Hans Günther Kestler

Personal information
- Born: 12 December 1939 Bamberg, Germany
- Died: 1 September 2013 (aged 73)

Chess career
- Country: Germany
- Title: International Master (1976)
- Peak rating: 2450 (January 1976)

= Hans Günther Kestler =

German chess player

Hans Günther Kestler (12 December 1939 — 1 September 2013) was a German chess International Master (IM) (1976), West Germany Chess Championship winner (1972), European Team Chess Championship individual bronze medal winner (1965).

==Biography==
From the mid-1960s to the late 1970s, Hans Günther Kestler was one of West Germany's leading chess players. In 1972, in Oberursel he won West Germany Chess Championship. In 1976, Hans Günther Kestler was awarded the FIDE International Master (IM) title.

Hans Günther Kestler played for West Germany in the Chess Olympiads:
- In 1972, at first reserve board in the 20th Chess Olympiad in Skopje (+9, =4, -2),
- In 1974, at second reserve board in the 21st Chess Olympiad in Nice (+8, =6, -1),
- In 1976, at third board in the 22nd Chess Olympiad in Haifa (+2, =4, -2).

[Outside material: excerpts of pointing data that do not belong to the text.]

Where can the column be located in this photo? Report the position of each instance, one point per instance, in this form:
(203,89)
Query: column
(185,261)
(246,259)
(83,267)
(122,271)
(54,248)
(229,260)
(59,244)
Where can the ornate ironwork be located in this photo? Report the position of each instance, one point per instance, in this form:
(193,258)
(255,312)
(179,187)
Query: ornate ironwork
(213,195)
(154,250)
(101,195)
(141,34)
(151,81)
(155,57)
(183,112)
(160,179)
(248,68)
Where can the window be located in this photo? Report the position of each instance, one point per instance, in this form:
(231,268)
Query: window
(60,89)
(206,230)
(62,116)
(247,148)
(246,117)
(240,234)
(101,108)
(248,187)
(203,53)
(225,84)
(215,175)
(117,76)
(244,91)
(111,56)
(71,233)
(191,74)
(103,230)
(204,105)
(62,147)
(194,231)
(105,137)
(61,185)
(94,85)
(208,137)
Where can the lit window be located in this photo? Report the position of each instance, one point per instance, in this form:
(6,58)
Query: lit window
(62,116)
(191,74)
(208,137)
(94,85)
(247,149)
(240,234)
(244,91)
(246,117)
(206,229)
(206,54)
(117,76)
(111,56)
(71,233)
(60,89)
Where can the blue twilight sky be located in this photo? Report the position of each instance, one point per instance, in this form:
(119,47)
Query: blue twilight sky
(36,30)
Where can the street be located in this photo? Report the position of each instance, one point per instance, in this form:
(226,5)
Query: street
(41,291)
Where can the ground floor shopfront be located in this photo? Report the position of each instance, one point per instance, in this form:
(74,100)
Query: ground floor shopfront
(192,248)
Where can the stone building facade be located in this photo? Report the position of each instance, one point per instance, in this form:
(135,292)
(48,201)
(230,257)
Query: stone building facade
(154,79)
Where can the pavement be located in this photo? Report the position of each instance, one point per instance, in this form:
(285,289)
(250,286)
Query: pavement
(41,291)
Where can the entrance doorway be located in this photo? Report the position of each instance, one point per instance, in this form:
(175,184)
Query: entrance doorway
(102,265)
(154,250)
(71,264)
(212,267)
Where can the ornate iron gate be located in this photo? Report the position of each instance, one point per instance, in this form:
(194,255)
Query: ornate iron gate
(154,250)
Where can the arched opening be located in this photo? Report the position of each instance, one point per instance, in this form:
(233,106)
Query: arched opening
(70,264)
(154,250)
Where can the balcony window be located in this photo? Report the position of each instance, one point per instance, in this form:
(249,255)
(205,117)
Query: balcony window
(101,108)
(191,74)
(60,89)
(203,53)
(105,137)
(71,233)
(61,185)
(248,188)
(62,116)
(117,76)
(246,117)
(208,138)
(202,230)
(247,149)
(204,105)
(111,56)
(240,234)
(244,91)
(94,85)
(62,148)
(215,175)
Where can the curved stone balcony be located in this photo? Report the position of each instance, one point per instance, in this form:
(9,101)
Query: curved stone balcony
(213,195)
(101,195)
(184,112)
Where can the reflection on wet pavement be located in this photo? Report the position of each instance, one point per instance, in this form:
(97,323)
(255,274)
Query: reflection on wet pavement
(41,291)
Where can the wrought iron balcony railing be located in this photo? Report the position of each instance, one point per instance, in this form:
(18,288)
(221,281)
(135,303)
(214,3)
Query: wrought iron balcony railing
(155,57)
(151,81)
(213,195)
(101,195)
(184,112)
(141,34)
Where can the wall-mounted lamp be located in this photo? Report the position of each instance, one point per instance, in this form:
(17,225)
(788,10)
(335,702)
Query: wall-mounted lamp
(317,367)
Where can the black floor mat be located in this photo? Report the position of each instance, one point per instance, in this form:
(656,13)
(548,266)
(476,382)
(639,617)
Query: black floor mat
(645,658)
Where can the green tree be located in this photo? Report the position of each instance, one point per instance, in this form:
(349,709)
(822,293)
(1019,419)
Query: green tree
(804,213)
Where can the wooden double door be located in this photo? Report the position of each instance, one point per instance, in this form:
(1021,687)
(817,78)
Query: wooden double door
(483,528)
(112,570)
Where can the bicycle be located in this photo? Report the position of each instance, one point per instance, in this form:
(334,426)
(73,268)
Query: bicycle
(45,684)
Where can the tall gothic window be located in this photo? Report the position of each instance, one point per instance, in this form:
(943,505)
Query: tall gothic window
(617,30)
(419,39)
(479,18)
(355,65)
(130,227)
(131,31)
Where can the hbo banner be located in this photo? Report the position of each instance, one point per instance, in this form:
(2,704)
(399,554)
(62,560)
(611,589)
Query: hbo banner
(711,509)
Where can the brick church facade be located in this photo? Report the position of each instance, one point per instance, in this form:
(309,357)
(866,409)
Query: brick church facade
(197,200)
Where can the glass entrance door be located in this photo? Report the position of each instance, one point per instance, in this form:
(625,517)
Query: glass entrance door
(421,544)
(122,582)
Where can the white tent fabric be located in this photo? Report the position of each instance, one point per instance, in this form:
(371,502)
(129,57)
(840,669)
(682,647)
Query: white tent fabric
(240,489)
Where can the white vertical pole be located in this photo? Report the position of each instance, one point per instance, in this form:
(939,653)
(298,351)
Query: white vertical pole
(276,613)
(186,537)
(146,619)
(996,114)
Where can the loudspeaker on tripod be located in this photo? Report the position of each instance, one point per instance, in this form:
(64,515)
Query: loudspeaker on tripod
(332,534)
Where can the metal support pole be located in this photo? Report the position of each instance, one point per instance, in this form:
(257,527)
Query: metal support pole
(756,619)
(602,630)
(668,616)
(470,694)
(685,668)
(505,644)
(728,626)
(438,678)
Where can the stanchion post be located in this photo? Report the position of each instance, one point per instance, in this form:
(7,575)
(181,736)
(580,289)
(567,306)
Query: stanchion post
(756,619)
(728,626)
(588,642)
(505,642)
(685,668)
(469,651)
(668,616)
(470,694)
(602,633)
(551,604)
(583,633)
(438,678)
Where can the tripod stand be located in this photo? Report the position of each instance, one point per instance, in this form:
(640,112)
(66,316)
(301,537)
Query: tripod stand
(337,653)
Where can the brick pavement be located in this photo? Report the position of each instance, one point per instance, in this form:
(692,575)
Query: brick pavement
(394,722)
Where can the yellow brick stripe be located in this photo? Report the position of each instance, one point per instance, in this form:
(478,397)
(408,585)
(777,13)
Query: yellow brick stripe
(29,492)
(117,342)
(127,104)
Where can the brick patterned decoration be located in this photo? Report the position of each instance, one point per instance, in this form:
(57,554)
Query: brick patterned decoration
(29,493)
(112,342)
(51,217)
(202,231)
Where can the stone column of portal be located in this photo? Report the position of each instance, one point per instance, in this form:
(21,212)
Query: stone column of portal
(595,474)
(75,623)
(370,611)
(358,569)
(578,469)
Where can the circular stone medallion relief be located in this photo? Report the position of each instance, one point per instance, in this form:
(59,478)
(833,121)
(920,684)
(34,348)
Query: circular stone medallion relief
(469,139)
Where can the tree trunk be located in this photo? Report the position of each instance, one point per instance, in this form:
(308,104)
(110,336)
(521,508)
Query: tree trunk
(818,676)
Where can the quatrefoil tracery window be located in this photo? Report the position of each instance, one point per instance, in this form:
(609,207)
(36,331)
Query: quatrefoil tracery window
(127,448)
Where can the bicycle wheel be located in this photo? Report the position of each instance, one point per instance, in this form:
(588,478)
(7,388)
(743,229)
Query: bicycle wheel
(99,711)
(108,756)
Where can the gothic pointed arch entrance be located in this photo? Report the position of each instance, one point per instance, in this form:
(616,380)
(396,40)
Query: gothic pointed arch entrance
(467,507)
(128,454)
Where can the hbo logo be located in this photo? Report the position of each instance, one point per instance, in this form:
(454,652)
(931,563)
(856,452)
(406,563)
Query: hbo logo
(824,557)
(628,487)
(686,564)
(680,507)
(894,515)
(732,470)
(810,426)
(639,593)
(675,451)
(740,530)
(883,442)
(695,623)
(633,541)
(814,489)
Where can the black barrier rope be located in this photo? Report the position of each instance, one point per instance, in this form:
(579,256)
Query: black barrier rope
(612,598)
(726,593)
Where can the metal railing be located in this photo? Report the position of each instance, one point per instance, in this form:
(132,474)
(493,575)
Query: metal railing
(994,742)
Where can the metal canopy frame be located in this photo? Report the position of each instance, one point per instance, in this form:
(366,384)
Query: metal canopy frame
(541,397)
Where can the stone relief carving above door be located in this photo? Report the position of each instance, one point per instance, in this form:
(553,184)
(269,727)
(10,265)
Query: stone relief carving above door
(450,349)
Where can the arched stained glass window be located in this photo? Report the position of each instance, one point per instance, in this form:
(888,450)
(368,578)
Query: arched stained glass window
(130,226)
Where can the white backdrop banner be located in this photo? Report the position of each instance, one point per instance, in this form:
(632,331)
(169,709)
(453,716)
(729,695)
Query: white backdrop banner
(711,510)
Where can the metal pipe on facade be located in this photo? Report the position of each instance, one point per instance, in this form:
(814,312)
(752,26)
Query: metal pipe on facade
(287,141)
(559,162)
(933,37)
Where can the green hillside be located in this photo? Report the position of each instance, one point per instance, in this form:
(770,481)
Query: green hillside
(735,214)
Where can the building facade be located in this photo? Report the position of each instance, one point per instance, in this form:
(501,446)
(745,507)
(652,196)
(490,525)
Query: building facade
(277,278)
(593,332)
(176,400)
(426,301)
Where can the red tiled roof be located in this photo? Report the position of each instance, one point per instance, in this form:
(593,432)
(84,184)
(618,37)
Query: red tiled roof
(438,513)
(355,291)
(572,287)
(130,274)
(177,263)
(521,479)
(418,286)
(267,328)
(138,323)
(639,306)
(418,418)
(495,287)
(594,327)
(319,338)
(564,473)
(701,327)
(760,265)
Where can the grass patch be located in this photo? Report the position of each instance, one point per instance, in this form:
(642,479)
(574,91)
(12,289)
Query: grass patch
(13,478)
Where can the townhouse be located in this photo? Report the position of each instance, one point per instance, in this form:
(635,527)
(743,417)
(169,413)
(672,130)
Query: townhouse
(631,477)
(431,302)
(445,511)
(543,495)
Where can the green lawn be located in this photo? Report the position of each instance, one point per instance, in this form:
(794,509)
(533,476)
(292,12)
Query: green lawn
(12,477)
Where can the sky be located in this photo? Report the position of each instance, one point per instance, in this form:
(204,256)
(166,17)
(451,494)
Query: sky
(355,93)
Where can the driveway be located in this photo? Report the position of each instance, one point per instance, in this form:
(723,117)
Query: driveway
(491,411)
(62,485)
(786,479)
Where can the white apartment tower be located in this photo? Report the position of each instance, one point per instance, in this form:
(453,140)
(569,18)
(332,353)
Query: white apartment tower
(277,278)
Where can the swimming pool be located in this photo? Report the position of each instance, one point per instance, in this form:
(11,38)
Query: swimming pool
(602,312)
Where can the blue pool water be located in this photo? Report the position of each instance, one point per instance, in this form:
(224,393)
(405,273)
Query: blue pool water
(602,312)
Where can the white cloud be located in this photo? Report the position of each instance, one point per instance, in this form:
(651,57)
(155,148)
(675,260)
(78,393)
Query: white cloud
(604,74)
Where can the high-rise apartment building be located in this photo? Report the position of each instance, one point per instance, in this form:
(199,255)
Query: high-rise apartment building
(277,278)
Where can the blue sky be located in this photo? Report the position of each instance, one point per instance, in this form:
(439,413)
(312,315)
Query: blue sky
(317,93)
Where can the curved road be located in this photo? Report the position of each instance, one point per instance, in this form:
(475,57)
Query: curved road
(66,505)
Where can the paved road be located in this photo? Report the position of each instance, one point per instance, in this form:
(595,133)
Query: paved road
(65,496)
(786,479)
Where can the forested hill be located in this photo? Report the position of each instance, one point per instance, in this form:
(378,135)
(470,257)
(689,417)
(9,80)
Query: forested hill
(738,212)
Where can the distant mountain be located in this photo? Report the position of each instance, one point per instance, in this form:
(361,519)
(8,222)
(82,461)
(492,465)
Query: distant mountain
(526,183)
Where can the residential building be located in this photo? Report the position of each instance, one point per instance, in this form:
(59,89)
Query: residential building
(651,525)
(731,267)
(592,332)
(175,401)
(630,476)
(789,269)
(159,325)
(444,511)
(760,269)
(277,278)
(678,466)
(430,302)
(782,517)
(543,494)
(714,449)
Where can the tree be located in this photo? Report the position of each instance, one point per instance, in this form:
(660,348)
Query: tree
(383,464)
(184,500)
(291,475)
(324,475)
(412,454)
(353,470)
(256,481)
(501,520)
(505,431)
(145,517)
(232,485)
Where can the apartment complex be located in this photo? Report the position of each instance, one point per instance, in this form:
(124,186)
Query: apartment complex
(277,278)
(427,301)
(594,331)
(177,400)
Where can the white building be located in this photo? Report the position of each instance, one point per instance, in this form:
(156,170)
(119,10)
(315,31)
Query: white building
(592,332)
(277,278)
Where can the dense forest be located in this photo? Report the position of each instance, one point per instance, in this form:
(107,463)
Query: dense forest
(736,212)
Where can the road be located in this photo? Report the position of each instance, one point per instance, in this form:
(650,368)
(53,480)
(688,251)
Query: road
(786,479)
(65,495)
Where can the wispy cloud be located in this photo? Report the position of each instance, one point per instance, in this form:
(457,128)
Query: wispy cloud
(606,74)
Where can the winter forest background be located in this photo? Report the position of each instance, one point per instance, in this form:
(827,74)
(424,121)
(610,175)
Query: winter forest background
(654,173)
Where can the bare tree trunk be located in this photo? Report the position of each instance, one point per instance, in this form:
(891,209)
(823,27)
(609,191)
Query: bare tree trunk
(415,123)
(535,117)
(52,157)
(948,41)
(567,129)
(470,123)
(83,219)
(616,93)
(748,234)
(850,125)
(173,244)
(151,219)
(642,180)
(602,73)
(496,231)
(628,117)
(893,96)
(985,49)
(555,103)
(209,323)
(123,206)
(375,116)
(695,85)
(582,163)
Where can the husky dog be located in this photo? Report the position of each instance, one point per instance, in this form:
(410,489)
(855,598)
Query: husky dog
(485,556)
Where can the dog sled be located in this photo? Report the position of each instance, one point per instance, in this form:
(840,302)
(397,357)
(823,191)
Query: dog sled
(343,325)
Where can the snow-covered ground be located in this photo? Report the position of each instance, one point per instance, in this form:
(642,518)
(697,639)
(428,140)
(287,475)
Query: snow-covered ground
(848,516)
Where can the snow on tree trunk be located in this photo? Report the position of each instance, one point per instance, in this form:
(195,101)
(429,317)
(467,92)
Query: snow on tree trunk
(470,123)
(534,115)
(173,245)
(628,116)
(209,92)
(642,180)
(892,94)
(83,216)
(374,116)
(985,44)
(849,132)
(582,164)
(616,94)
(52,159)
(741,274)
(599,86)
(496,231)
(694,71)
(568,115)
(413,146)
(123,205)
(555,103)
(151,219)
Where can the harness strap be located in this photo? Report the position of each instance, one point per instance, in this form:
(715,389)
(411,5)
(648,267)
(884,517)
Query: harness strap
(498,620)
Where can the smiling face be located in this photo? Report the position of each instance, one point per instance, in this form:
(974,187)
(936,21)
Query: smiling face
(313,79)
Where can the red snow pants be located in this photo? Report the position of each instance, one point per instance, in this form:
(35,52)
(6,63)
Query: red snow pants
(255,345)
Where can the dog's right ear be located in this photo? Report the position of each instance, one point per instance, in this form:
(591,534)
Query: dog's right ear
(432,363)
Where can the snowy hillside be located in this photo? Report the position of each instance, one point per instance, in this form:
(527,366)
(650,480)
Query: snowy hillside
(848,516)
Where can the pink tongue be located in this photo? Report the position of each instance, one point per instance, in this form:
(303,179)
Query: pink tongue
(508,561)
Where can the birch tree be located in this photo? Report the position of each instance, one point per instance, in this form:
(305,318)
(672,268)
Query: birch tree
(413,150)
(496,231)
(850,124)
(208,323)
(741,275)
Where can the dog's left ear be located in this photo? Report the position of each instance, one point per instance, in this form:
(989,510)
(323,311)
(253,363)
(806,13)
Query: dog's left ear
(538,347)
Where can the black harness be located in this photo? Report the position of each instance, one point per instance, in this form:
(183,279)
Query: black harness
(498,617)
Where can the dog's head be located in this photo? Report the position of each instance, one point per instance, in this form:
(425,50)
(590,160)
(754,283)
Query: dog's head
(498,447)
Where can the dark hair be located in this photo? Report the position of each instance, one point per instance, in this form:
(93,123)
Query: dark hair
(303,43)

Hans Günther Kestler played for West Germany in the European Team Chess Championships:
- In 1965, at seventh board in the 3rd European Team Chess Championship in Hamburg (+2, =7, -1) and won individual bronze medal,
- In 1977, at sixth board in the 6th European Team Chess Championship in Moscow (+0, =3, -3).

Hans Günther Kestler played for West Germany in the Clare Benedict Chess Cups:
- In 1966, at third board in the 13th Clare Benedict Chess Cup in Brunnen (+1, =1, -1) and won team bronze medal,
- In 1967, at reserve board in the 14th Clare Benedict Chess Cup in Leysin (+1, =2, -0) and won team and individual gold medals.